教団の捜索後にSCP-884-JP発生に関する詳細な事実が判明しました。教団の活動時期(2008年~2017年)においてはSCP-884-JPの捕捉件数が有意に減少しており、判明した教団におけるSCP-884-JP発生件数と合算するとほぼ一定数となることが分かりました(添付グラフ参照)。












これらの調査結果に基づき、より効果的な収容プロトコルの策定が現在進行中です。具体的な提案収容プロトコルは以下の通りになります。

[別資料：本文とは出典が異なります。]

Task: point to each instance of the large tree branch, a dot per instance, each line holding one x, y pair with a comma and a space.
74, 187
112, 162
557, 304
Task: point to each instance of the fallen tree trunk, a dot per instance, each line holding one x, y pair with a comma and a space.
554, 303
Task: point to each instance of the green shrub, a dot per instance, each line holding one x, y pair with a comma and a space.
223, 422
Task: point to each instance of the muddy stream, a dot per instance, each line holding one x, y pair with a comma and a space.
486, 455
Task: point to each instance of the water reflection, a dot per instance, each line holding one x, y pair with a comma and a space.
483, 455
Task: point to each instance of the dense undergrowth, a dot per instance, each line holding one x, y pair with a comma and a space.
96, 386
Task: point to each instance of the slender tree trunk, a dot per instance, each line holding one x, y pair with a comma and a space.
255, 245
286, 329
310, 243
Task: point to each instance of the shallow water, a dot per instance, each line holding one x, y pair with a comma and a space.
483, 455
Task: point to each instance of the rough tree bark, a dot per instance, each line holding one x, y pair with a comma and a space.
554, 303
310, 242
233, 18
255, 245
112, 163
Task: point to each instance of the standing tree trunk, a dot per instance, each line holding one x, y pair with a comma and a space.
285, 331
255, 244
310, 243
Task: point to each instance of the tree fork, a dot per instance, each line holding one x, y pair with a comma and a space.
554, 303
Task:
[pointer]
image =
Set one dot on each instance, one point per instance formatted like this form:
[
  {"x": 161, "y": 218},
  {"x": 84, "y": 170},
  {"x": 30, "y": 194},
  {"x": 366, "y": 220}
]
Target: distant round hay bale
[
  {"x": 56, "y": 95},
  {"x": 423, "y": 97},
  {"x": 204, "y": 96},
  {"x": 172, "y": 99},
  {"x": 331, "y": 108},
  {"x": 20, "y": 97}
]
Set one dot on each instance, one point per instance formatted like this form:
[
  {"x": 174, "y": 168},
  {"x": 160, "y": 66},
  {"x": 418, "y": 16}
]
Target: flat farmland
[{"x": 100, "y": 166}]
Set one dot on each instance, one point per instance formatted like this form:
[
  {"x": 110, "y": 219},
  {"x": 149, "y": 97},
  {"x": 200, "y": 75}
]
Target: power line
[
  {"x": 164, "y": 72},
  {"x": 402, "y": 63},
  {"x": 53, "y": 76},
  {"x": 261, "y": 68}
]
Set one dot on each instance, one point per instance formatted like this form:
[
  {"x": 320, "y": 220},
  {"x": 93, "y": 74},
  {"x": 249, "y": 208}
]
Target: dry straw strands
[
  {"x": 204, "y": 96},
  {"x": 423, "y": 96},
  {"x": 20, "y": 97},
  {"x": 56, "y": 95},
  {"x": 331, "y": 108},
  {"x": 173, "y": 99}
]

提案収容プロトコル: 健康かつ出産に適した女性Dクラス職員を複数人選抜し、同じく健康体の男性Dクラス職員から採取した精子を用いて妊娠させて下さい。クラスΓ記憶処理3とオキシトシンをはじめとする養育補助薬物、適切な食事を与えてSCP-884-JPを誘発させて下さい。旧収容プロトコルにおけるSCP-884-JP罹災者の探索と情報封じ込めは継続して実施して下さい。

提案収容プロトコルの実施により一般社会におけるSCP-884-JPの発生は以前の2割程度まで低減できると試算されています。提案収容プロトコルの採用及び実証試験は財団倫理委員会による審議中です。倫理委員会からの承認が得られたため、提案プロトコルの効果検証が開始される予定です。

補遺: 倫理委員会からの通達により、提案収容プロトコルにおいてSCP-884-JPの影響を受けずに正常に出産された乳児については終了処分を行わず冷凍睡眠保存される予定です。但し将来的には、被害に遭った一般市民の反復的妊娠に伴うSCP-884-JPイベントの再発を防止する為、適切な処理4の上で保存された乳児が提供される予定です。